Donations in any form contributes to the greater good of your community. You will feel more connected to other people around you when you serve.
You will feel more grateful. Your kind gesture of help or good will make you thankful that you’re able to help. You will be more satisfied with your life.
Believe it or not, it will lower your level of stress to do a good deed. Being generous releases feel-good chemicals in your brain.
When you feel more relaxed it improves your work performance. Altruism on the job improves your relationships with coworkers, boosts your satisfaction with your work, and makes you more committed to your job.
The flyer listed 5 ways to pay generosity forward. Something that struck me when I read the list was by how many of the ways are practiced by the writers I’m fortunate to know.
Mentor Someone—Mentors help guide people along their career paths. You don’t need a fancy title, just be comfortable enough to share your experiences, give advice, or offer an ear to listen.

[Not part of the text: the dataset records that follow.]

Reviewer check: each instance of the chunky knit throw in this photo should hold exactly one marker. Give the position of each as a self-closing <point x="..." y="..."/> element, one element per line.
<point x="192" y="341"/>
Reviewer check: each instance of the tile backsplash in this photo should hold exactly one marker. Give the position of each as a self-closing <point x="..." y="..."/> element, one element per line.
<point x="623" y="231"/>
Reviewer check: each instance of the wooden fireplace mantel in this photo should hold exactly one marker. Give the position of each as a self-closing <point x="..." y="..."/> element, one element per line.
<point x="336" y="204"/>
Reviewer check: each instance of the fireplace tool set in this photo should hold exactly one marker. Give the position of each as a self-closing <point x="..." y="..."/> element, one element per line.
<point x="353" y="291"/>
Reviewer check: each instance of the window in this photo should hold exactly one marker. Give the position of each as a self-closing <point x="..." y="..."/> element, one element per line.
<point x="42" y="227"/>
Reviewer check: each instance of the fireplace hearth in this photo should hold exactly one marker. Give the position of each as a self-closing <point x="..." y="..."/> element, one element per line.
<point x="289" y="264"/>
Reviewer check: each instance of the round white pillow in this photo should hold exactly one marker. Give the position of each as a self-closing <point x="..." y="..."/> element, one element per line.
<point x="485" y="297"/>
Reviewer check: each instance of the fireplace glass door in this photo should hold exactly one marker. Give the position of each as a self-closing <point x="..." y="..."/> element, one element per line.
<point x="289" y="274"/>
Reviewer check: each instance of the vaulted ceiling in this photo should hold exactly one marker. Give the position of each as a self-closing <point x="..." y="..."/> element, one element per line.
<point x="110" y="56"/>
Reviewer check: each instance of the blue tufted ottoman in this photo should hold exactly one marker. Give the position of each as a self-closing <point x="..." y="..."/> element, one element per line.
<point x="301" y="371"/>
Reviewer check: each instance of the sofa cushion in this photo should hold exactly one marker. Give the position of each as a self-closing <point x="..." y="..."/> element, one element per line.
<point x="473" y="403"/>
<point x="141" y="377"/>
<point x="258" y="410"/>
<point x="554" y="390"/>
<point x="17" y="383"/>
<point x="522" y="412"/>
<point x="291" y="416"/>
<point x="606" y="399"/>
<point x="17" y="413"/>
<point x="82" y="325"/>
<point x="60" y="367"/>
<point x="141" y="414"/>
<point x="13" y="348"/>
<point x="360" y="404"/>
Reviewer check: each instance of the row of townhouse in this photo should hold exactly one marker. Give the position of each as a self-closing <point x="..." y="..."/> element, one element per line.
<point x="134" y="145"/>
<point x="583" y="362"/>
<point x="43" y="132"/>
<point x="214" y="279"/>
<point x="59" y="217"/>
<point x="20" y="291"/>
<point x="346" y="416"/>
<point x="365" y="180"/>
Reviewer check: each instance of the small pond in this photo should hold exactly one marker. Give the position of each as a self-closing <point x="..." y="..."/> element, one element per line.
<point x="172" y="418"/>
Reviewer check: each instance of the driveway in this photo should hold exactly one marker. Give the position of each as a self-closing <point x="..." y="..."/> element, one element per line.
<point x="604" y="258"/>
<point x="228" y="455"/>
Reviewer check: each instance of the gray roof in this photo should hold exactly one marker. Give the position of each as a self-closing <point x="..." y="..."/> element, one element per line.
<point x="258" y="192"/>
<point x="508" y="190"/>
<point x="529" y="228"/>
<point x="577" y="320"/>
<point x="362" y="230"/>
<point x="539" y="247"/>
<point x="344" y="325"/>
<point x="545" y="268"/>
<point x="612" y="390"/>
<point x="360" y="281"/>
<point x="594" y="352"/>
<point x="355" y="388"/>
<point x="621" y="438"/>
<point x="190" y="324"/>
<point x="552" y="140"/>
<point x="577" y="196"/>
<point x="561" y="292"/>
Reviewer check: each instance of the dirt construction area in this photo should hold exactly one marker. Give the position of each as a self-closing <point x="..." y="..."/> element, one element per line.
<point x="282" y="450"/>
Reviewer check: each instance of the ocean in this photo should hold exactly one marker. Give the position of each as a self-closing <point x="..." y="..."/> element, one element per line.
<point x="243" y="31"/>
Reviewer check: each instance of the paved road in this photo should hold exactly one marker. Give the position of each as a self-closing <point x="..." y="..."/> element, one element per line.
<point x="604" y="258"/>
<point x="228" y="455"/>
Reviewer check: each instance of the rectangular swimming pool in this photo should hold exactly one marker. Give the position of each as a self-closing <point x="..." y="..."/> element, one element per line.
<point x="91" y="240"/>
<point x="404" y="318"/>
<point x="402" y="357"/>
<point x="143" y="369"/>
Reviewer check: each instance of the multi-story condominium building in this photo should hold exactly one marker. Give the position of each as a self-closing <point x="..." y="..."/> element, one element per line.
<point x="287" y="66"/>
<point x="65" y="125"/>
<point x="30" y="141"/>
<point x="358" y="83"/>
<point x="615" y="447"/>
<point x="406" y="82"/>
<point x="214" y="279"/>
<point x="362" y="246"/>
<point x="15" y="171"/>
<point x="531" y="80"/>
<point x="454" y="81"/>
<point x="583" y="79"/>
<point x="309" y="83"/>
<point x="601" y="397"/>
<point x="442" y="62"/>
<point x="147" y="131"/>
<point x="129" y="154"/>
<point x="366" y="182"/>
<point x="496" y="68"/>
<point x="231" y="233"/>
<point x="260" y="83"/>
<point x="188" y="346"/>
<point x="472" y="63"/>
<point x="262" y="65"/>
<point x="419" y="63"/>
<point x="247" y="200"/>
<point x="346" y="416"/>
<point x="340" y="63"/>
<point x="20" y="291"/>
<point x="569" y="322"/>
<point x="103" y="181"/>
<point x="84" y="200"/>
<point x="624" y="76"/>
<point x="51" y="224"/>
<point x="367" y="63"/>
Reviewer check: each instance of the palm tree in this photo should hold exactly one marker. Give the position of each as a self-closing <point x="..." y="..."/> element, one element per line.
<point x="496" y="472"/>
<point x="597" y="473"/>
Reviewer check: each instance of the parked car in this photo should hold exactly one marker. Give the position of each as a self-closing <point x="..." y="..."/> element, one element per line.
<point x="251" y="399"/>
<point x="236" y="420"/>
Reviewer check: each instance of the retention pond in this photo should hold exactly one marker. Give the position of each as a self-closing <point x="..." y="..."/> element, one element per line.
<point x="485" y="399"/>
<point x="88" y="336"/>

Share a Skill—You may be a whiz at creating spread sheets, at using social media, or using a new software. You’ll reap rewards in teaching others.
Use Your Skills to Help Others—If you knit well, knit lap robes for the elderly. Make dinner for a sick neighbor. Simply smile at someone who looks stressed in a grocery store, or in line at the post office.
Write a Kind Note to Someone—It doesn’t matter who you write a nice, short note too, but make it genuine. Tell a former teacher how much they impacted your life. Tell an author how much you like their book. Drop off a note for the barista who always has a smile when you get your morning coffee.
Volunteer—Busy people seem to find time to help with local charities. It only takes a few hours a month to show you care.
I like to give books away to people I think may not be able to afford to buy them because they can’t get out to stores and live on fixed incomes. It’s not a big thing, but at area Assisted Living facilities, some residents still love to read a good romance.
Your small acts of generosity will boost the spirits of persons on the receiving end. It will also encourage them to pay it forward. Kindness begets kindness, and won’t that make for a better world?